A grand piano’s action is very different from that of the upright piano, and this is because it comes with strings designed to sit in a horizontal position. As a result, Grand pianos are known to be played faster.
You might be wondering what is responsible for this, and this is because the hammers are always being reset by gravity.
There is more control when playing the grand piano than the upright piano because gravity plays. However, many people support the grand piano because it isn’t complicated to play.
Having a visible key size is what you will find on every piano type today, but that of the grand piano is designed to spread deeper into the piano than the upright or vertical piano.

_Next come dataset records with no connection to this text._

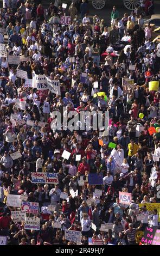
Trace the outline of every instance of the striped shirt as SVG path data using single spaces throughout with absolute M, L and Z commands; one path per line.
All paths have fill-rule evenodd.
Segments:
M 129 242 L 133 242 L 136 240 L 136 229 L 129 229 L 126 230 L 125 234 L 127 235 L 127 238 Z

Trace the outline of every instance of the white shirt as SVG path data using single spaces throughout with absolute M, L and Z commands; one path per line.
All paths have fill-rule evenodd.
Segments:
M 44 101 L 43 112 L 47 114 L 49 114 L 50 113 L 50 104 L 47 101 Z

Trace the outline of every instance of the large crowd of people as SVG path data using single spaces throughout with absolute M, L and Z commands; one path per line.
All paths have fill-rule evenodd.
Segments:
M 158 228 L 160 43 L 153 42 L 153 28 L 144 25 L 153 1 L 140 2 L 123 17 L 113 6 L 107 24 L 98 15 L 91 17 L 86 0 L 67 8 L 55 1 L 46 9 L 37 0 L 3 1 L 1 243 L 136 245 L 144 243 L 146 227 Z M 61 16 L 70 17 L 69 25 Z M 18 57 L 18 64 L 9 61 Z M 60 93 L 33 88 L 17 70 L 30 81 L 33 74 L 57 81 Z M 55 111 L 62 124 L 71 111 L 79 117 L 100 112 L 105 128 L 94 130 L 92 116 L 90 129 L 82 130 L 85 114 L 76 130 L 54 129 Z M 48 173 L 55 179 L 33 182 L 33 175 Z M 120 192 L 131 195 L 129 204 L 121 202 Z M 22 196 L 22 205 L 38 203 L 24 218 L 24 208 L 16 204 Z M 20 211 L 17 218 L 14 211 Z M 40 223 L 29 229 L 30 218 Z M 66 230 L 80 232 L 80 241 Z

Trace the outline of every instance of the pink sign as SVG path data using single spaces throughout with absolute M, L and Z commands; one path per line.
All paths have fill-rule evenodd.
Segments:
M 132 203 L 132 193 L 119 191 L 119 202 L 124 204 L 130 204 Z

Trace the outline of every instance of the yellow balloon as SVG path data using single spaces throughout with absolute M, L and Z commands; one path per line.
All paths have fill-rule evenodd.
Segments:
M 139 118 L 140 118 L 140 119 L 142 119 L 142 118 L 143 118 L 144 114 L 143 114 L 143 113 L 139 113 Z
M 160 127 L 157 127 L 156 128 L 156 131 L 158 133 L 158 132 L 160 132 Z

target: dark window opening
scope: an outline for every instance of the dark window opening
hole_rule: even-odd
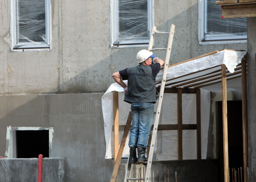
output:
[[[218,102],[218,121],[219,176],[220,182],[224,181],[223,153],[223,128],[222,127],[222,103]],[[227,101],[228,143],[228,167],[230,177],[232,168],[242,167],[244,168],[243,152],[243,130],[242,101]],[[243,172],[242,172],[243,178]],[[238,176],[237,176],[238,178]]]
[[[49,130],[16,131],[17,158],[49,157]]]

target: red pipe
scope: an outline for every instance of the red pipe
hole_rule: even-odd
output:
[[[43,181],[43,155],[38,155],[38,182]]]

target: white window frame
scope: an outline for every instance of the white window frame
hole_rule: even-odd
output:
[[[5,156],[7,158],[17,158],[16,152],[16,131],[26,130],[49,130],[49,151],[52,150],[54,133],[53,127],[14,127],[8,126],[6,130],[6,149]]]
[[[16,25],[16,2],[19,0],[10,0],[10,49],[12,52],[50,51],[52,50],[52,5],[51,0],[45,1],[45,28],[47,42],[17,42]]]
[[[147,0],[148,30],[151,34],[152,27],[154,25],[154,0]],[[148,40],[118,41],[118,0],[110,0],[110,34],[111,48],[147,47]]]
[[[206,30],[207,0],[198,0],[198,40],[199,44],[218,44],[247,43],[247,36],[223,34],[205,35]],[[227,41],[226,40],[228,40]]]

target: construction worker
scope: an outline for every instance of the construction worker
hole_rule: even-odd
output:
[[[138,65],[112,75],[116,82],[124,88],[124,100],[131,104],[132,123],[129,141],[130,163],[147,161],[145,151],[153,122],[154,104],[158,97],[156,89],[156,77],[164,63],[152,52],[145,49],[138,53],[137,59]],[[128,86],[123,80],[128,80]]]

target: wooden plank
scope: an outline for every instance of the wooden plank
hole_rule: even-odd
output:
[[[178,88],[178,160],[183,159],[182,152],[182,89]]]
[[[256,54],[255,54],[256,58]],[[243,151],[244,153],[244,173],[248,167],[248,141],[247,131],[247,83],[246,61],[242,61],[242,110],[243,128]],[[247,176],[244,175],[244,181],[247,181]]]
[[[230,3],[237,3],[238,0],[226,0],[224,1],[218,1],[216,2],[216,4],[222,5],[223,4],[230,4]]]
[[[182,88],[182,94],[195,94],[196,93],[196,91],[194,88]],[[156,90],[159,92],[159,88],[157,87]],[[168,94],[177,94],[178,93],[178,90],[176,88],[167,87],[164,88],[164,93]]]
[[[113,92],[113,119],[114,120],[114,163],[117,157],[119,147],[118,92]]]
[[[224,51],[224,50],[228,50],[228,51],[242,51],[242,50],[234,50],[234,49],[223,49],[220,50],[219,51],[214,51],[213,52],[211,52],[211,53],[208,53],[207,54],[204,54],[201,55],[201,56],[197,56],[197,57],[195,57],[195,58],[192,58],[191,59],[190,59],[189,60],[186,60],[185,61],[182,61],[182,62],[180,62],[179,63],[176,63],[174,64],[173,65],[171,65],[168,66],[168,67],[170,68],[170,67],[173,67],[173,66],[176,66],[177,65],[180,65],[181,64],[182,64],[182,63],[186,63],[187,62],[188,62],[188,61],[192,61],[192,60],[196,60],[197,59],[198,59],[199,58],[202,58],[202,57],[206,56],[208,56],[209,55],[212,54],[214,54],[215,53],[218,53],[218,52],[220,52],[220,51]],[[163,68],[160,69],[160,70],[163,70]]]
[[[225,70],[225,73],[226,73],[226,70]],[[237,75],[238,74],[240,74],[241,73],[242,73],[241,71],[239,71],[235,72],[233,73],[230,73],[230,74],[229,74],[228,75],[227,75],[226,77],[230,77],[231,76],[234,75]],[[189,88],[189,87],[194,87],[195,86],[197,86],[197,85],[201,85],[201,84],[205,83],[206,83],[210,82],[213,82],[213,81],[216,80],[219,80],[219,79],[221,79],[221,77],[218,77],[215,78],[214,78],[208,80],[204,81],[204,82],[201,82],[197,83],[194,83],[194,84],[192,84],[192,85],[189,85],[186,86],[185,87],[184,87],[183,88]]]
[[[126,125],[119,125],[119,131],[123,131]],[[114,128],[114,126],[112,127]],[[195,130],[197,128],[196,124],[183,124],[182,130]],[[151,127],[151,130],[154,129],[154,125]],[[178,124],[159,124],[157,131],[177,130]],[[114,131],[114,129],[113,129]],[[150,138],[149,138],[150,139]]]
[[[242,69],[242,67],[239,67],[239,68],[236,68],[235,69],[235,70],[240,70],[241,69]],[[221,70],[220,70],[220,71],[221,71]],[[227,71],[227,73],[229,73],[229,71],[227,71],[227,70],[226,70],[226,71]],[[199,82],[199,81],[203,80],[206,80],[207,79],[209,79],[209,78],[213,78],[213,77],[217,77],[218,76],[221,75],[221,73],[218,73],[215,74],[214,75],[212,75],[208,76],[208,77],[205,77],[201,78],[197,78],[197,79],[195,79],[195,80],[190,80],[190,81],[189,81],[189,82],[186,82],[182,83],[180,83],[179,84],[175,85],[173,85],[171,87],[172,88],[178,87],[180,87],[180,86],[182,86],[187,85],[187,84],[189,84],[189,83],[194,83],[194,82]],[[221,77],[219,77],[219,78],[220,78]],[[194,79],[194,78],[192,78],[192,79]],[[166,85],[168,85],[168,84],[166,84]]]
[[[228,116],[227,100],[227,78],[226,66],[221,65],[222,85],[222,121],[223,122],[223,152],[224,159],[224,182],[229,182],[228,144]]]
[[[240,3],[248,2],[256,2],[256,0],[239,0],[239,2]]]
[[[196,89],[196,141],[197,159],[201,159],[201,93],[200,88]]]
[[[252,17],[256,16],[256,3],[223,6],[223,18]]]
[[[128,118],[127,121],[126,122],[126,125],[125,128],[125,131],[123,135],[123,138],[122,138],[122,141],[120,145],[120,148],[118,150],[118,153],[116,158],[116,162],[115,162],[114,165],[114,170],[113,170],[113,173],[112,173],[112,176],[111,177],[110,180],[111,182],[115,182],[116,181],[116,175],[118,171],[118,168],[120,165],[120,163],[121,161],[122,158],[122,156],[123,155],[123,153],[125,149],[125,143],[126,142],[126,139],[127,138],[128,136],[128,133],[129,131],[130,131],[131,129],[131,112],[129,113],[128,116]]]
[[[229,78],[227,79],[227,80],[228,81],[228,80],[233,80],[233,79],[237,78],[240,77],[242,77],[242,75],[239,75],[237,77],[234,77],[230,78]],[[216,83],[218,83],[221,82],[221,80],[218,81],[217,82],[214,82],[210,83],[208,83],[207,84],[201,85],[198,86],[197,87],[195,87],[194,88],[200,88],[204,87],[206,87],[207,86],[211,85],[212,85],[216,84]]]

It paves the way for a longer weaving, making it easy for the pianist to play with more control over tone and dynamics.
3. Digital Piano
The last piano type we want to look at is the digital piano, and what gained our interest in this piano is that it sounds like the grand and upright piano.
Sounds cool, right? However, how they produce their sound differs from these other guitars, and sounds are produced by activating sensors through pressing a key.
You will find multiple samples and recordings on digital pianos, and you can play each of these notes back at different volumes.
Its playback volume depends on how hard or soft you play, and you will find different voices and sounds on digital pianos. They are also designed to play along with sequences and have various recording features.
Some digital pianos are designed to run on batteries, while others are very portable. Good digital pianos feel and sound like acoustic guitars, while hybrid digital pianos have acoustic components.
This tells you there is some sort of blurry lines between digital and acoustic pianos.
We have gotten to the end of this post on the Types Of Piano instruments, and we have been able to explain to you the types of pianos you will find on the market.
Surely you will be able to choose what type of piano you want with every information we have provided, and you can tell us about your thoughts, ideas, and opinions concerning this post in its comment section.